Lucky seven: Snoqualmie family rescues flood-stranded goldfish
Published 3:55 pm Tuesday, January 27, 2015
This is a fish story, but not about the ones that got away. In this tale, the fish come back home, and are all living happily ever after, thanks to an observant neighbor.
Jesse Herrin of Snoqualmie is the hero of our story, rescuing seven large goldfish stranded in his back yard by the rapid rise and fall of the Snoqualmie River Jan. 6.
It all started when the river overflowed its banks Jan. 6, rolling through the back yards of the Southeast Park Street neighborhood, and making the fishes’ pond a whole lot bigger. The fish, pets of Rick and Maureen Irey, just swam into Herrin’s back yard, where the slowly receding water left them stranded by Tuesday night.
“When I left (for work) Wednesday morning, there was no water in the yard,” Herrin told his wife, Diana Fender, as the two recounted the story for the Record last week.
When he came back a few hours later, to care for their daughter Viviane who was ill, the yard was dry enough that he decided to start cleaning up.
The flood had left behind a fine layer of silt, and had scattered clutter throughout the yard, he said, so he just started picking up toys.
He noticed a bright fish in the grass, he said. “I thought it was a toy… it was just bright gold, and the sun was out,” he said. Then he picked it up.
“I knew for sure that it was someone’s goldfish,” he said.
The fish didn’t look good, but he decided to put it in water anyway, a large outdoor water table in the yard. He was pleasantly surprised to see that the fish got more lively, but then went back to his cleanup job.
“I came across another one, and then near it was another one,” he said. “They did not look like they were going to make it.”
Herrin guessed they’d been out of the water about eight hours by then.
Into the water table they went, though, and when he saw them perk up, too, he decided to do an actual search for the fish. After a sweep of his yard, he’d found six, all of them starting to revive in the water. He spotted another one in a neighbor’s yard, and rescued that, too.
When he couldn’t find any more fish, it was time to find their owner.
“My contribution to this story was just to tell him that he had to find the owners, or else this story wouldn’t have a happy ending, it would have a sad one, with those fish getting eaten by a raccoon overnight,” Fender said.
They almost did, anyway, because Herrin and Viviane walked around their neighborhood, knocking on a few doors, showing their camera-phone pictures of the fish and asking everyone, including friends on social media, if they knew someone who owned a pond and might be missing some fish.
They’d started to think that the fish may have come from further away than their own neighborhood, and it was early evening by then.
“We were just about ready to stop looking,” Herrin said, when they talked to their next-door neighbor, who knew the Ireys, and knew they’d just gotten back from a vacation.

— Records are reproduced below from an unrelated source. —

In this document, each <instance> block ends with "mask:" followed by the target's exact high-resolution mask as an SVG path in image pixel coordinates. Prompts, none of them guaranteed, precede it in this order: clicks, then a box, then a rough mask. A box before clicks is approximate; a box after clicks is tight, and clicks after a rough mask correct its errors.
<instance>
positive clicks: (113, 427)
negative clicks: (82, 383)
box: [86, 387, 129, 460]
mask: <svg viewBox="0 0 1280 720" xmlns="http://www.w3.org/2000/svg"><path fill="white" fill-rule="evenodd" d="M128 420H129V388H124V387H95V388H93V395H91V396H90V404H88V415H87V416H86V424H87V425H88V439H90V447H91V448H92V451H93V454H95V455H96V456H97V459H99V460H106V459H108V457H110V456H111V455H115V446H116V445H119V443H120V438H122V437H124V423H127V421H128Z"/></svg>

Maureen Irey was “ecstatic” when Herrin showed her the pictures of the fish.
“I couldn’t believe it when he showed up at the door!” she said.
They joked that Herrin found Nemo, but none of the fish have names. They are all special to Irey.

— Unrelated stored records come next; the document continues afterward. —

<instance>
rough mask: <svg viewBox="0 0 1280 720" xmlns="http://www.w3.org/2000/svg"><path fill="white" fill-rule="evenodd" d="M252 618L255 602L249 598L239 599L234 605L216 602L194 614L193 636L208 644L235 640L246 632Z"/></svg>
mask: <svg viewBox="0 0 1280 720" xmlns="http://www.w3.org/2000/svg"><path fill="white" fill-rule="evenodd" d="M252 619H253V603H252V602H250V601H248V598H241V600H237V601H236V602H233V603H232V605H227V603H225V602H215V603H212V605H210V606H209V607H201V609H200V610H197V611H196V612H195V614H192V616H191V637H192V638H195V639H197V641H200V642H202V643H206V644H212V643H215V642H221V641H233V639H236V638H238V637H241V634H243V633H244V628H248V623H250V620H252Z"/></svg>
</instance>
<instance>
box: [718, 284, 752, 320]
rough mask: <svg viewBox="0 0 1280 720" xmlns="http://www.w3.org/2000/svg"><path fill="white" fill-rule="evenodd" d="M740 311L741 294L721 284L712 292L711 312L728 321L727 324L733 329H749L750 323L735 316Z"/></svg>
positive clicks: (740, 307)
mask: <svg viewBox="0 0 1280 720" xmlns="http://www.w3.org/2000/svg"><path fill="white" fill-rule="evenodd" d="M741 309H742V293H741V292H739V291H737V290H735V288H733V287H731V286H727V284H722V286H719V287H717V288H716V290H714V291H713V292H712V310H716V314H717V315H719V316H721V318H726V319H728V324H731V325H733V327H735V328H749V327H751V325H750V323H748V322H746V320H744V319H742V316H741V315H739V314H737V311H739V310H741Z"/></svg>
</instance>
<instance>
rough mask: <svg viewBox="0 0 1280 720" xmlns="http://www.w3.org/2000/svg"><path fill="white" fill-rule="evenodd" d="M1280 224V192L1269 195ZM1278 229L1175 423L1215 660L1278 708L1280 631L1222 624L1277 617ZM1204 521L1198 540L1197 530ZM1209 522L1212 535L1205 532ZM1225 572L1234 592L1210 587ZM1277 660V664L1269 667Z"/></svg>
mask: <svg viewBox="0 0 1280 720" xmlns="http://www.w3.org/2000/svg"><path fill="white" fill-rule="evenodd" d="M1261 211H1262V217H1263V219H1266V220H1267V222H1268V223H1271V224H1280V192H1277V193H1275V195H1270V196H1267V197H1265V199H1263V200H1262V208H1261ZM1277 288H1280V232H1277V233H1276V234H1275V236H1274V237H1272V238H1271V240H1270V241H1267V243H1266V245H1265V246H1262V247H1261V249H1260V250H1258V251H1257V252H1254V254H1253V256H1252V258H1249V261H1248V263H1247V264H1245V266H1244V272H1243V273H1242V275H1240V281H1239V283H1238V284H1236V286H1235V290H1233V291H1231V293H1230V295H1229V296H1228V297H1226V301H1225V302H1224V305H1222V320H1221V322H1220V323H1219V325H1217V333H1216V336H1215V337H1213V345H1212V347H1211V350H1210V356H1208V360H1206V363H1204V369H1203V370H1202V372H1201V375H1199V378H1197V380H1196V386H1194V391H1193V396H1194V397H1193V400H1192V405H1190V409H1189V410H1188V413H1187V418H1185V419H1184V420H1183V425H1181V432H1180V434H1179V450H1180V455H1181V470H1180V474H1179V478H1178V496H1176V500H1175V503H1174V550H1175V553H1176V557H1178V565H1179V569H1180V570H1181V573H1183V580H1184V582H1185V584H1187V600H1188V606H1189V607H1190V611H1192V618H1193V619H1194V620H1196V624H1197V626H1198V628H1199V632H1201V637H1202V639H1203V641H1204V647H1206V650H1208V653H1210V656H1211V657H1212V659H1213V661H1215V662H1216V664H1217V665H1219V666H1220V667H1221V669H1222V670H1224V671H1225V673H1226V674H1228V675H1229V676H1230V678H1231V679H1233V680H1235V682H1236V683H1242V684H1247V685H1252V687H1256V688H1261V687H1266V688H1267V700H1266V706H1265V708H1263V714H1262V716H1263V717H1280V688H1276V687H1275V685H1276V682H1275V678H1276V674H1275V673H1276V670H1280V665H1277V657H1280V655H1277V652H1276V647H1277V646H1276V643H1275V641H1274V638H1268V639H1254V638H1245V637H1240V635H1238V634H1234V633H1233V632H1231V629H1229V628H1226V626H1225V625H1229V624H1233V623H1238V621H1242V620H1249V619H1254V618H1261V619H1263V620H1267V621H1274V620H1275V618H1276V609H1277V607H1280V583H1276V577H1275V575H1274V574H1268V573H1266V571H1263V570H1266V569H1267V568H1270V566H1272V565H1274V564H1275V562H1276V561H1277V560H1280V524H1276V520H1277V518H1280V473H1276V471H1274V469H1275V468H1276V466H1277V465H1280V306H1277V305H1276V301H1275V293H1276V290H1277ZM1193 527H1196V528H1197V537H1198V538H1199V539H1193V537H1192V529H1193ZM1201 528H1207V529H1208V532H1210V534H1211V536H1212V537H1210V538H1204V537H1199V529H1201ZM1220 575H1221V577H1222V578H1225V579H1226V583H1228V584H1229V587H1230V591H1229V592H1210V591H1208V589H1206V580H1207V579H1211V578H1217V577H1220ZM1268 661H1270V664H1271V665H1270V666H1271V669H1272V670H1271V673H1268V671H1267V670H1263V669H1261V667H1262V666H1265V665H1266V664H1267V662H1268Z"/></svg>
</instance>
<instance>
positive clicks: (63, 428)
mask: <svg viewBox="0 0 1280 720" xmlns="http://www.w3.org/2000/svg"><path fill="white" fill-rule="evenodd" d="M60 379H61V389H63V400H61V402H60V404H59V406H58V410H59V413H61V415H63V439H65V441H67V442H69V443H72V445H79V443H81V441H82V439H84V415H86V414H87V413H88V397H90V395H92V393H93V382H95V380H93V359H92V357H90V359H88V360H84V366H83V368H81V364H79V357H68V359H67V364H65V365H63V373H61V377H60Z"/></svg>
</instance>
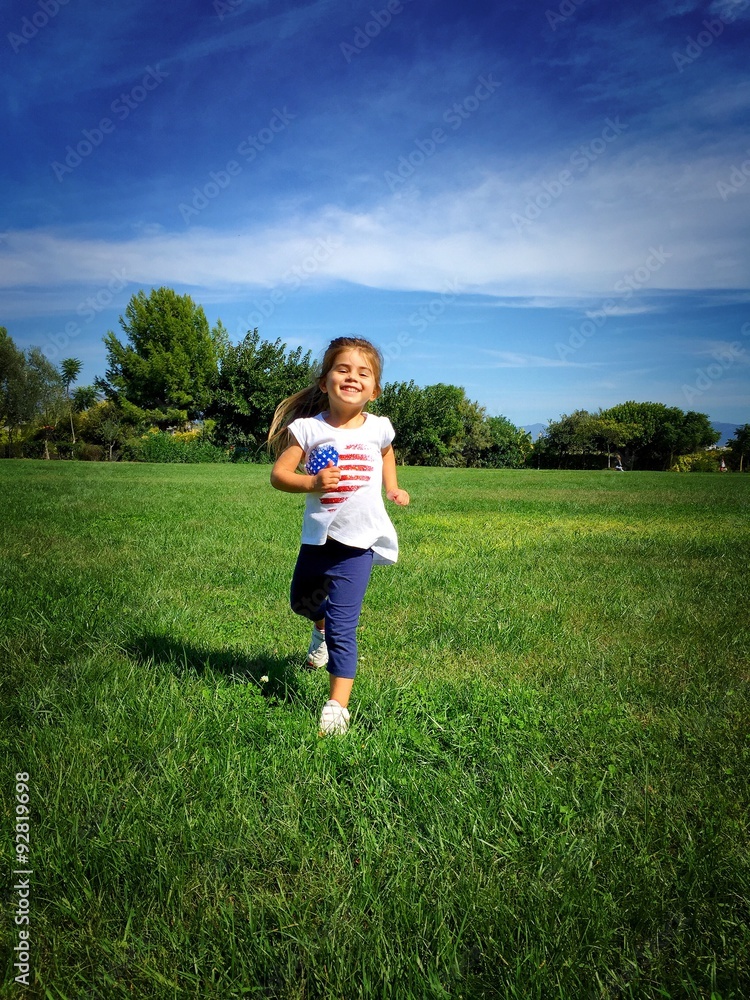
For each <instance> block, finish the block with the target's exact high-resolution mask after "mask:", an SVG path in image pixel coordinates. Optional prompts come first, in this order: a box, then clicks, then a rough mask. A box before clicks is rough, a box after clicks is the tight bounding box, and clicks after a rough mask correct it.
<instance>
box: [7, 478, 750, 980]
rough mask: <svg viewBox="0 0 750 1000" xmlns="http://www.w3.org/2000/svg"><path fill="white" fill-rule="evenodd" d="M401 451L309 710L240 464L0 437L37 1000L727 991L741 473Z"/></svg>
mask: <svg viewBox="0 0 750 1000" xmlns="http://www.w3.org/2000/svg"><path fill="white" fill-rule="evenodd" d="M399 480H400V483H401V484H402V485H404V486H405V487H406V488H407V489H409V491H410V493H411V494H412V499H413V503H412V506H411V507H409V508H408V509H399V508H396V507H391V508H390V512H391V515H392V517H393V520H394V522H395V523H396V525H397V528H398V533H399V538H400V543H401V559H400V561H399V564H398V565H397V566H396V567H391V568H377V569H376V570H375V572H374V573H373V579H372V582H371V584H370V589H369V591H368V594H367V598H366V602H365V608H364V611H363V615H362V622H361V631H360V654H361V664H360V672H359V676H358V680H357V682H356V685H355V691H354V698H353V703H352V709H353V711H352V716H353V725H352V729H351V731H350V733H349V734H348V735H347V736H346V737H344V738H342V739H329V740H321V739H319V738H318V736H317V725H316V720H317V715H318V712H319V709H320V705H321V703H322V700H324V698H325V692H326V686H327V680H326V676H325V675H324V674H321V673H307V672H304V671H300V670H299V669H298V665H299V662H300V659H301V656H302V654H303V653H304V650H305V649H306V645H307V639H308V630H307V628H306V627H305V623H304V622H303V621H301V620H300V619H298V618H296V617H295V616H293V615H292V614H291V612H289V610H288V607H287V590H288V585H289V579H290V575H291V570H292V567H293V564H294V560H295V558H296V553H297V544H298V540H299V531H300V519H301V500H300V498H299V497H293V496H286V495H282V494H279V493H277V492H275V491H273V490H271V489H270V487H269V485H268V470H267V469H264V468H257V467H241V466H210V467H209V466H192V467H190V466H186V467H174V466H143V465H111V466H110V465H107V464H91V465H80V464H78V465H73V464H66V463H44V462H3V463H0V489H2V491H3V496H4V501H5V503H4V516H3V521H2V534H3V561H2V577H0V588H2V589H1V591H0V593H1V595H2V615H3V637H2V648H1V651H2V656H3V659H4V669H3V682H2V683H3V688H2V690H3V702H2V704H3V712H4V723H3V736H2V737H1V739H2V746H3V749H4V751H5V756H6V761H7V763H6V765H5V773H6V779H5V780H6V784H8V786H9V785H10V781H11V775H12V773H13V772H15V771H16V770H19V769H22V768H23V769H25V770H28V771H29V773H30V775H31V785H32V790H33V794H34V800H33V803H34V817H33V820H34V822H33V825H32V829H33V831H34V839H33V851H34V869H35V876H34V909H33V923H32V930H33V941H34V944H33V948H32V965H33V971H34V976H35V981H36V986H35V990H36V991H37V994H38V995H39V996H48V997H55V998H57V997H66V998H71V1000H72V998H78V997H80V996H97V997H98V996H101V997H114V998H116V997H132V996H138V997H196V998H198V997H201V998H202V997H216V998H222V1000H224V998H229V997H240V996H257V997H279V998H289V1000H291V998H299V1000H302V998H305V1000H309V998H318V997H320V998H334V997H335V998H345V1000H349V998H354V997H373V998H381V997H393V998H394V1000H403V998H406V1000H408V998H411V997H413V998H415V1000H416V998H420V1000H422V998H432V997H436V998H437V997H449V996H450V997H464V998H474V997H477V998H479V997H519V998H524V1000H525V998H528V997H540V998H546V997H551V996H555V997H563V998H571V1000H577V998H579V997H589V996H591V997H612V998H615V997H617V998H619V997H633V998H640V997H665V996H666V997H675V998H677V997H696V998H697V997H707V998H708V997H711V996H712V994H713V995H714V996H715V997H721V998H722V1000H728V998H730V997H733V998H737V1000H739V998H744V997H745V996H747V995H748V993H750V954H749V951H750V932H749V931H748V908H747V899H748V890H749V888H750V886H749V884H748V883H749V881H750V880H749V879H748V846H749V845H748V836H747V833H748V809H747V806H748V791H747V789H748V776H749V774H748V772H749V768H748V763H750V744H749V742H748V719H749V718H750V716H749V714H748V684H747V682H748V672H747V668H748V657H747V648H748V616H747V601H746V589H747V585H746V574H747V565H748V555H749V553H750V546H749V545H748V541H749V536H750V527H749V523H748V509H749V508H748V501H749V500H750V479H748V478H747V477H745V478H741V477H739V476H716V475H714V476H711V475H690V476H684V477H681V476H676V475H660V474H647V473H643V474H624V475H618V474H615V473H552V472H542V473H538V472H533V471H526V472H491V471H481V470H468V471H462V470H436V469H403V470H399ZM262 677H268V678H269V680H268V681H267V682H265V681H262V680H261V678H262ZM3 815H4V821H3V829H2V837H3V842H4V843H7V846H8V848H9V849H10V848H11V846H12V845H11V833H10V831H11V811H10V800H4V813H3ZM0 919H1V920H2V923H1V924H0V927H2V935H3V941H4V943H8V944H9V945H10V946H11V947H12V944H13V943H14V942H15V937H14V935H15V930H14V927H13V925H12V921H11V919H10V911H9V910H8V909H7V908H6V909H4V911H3V914H2V917H1V918H0ZM7 953H9V952H7ZM5 977H6V990H7V991H8V995H14V994H15V987H14V986H13V985H12V982H11V981H12V968H11V960H9V961H8V964H7V966H6V969H5Z"/></svg>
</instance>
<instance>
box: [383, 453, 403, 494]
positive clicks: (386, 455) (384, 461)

“I put in a pond three years ago, and bought 10 little fish,” she said. “Ten fish for a dollar…
“I bought the ones they sell for food. I said ‘we’re going to rescue 10 of them, at least.’”
The rescued fish flourished in her pond, and they reproduced there, too.
Irey said there were 15 goldfish in the pond before the flood, and she could find only four afterward, but she thinks there might be more, once the silt settles.
“They were all getting down in the mud,” she remembered, in the days before they left on their trip. “They must have known something was coming.”
As for the missing fish, Irey hopes they are in the river, or found their way to someone else’s pond.
Her own fish are now community pets; the Herrins are invited to stop over and see them any time.

The seven fish that Herrin found went into this water table, where they quickly revived.

Maureen Irey shows Jesse Herrin and his children to her goldfish pond. “How are the fish?” they always ask.

The Herrins back yard had about four feet of water flowing through, when the fish came to vist and got stuck in the yard by the receding water.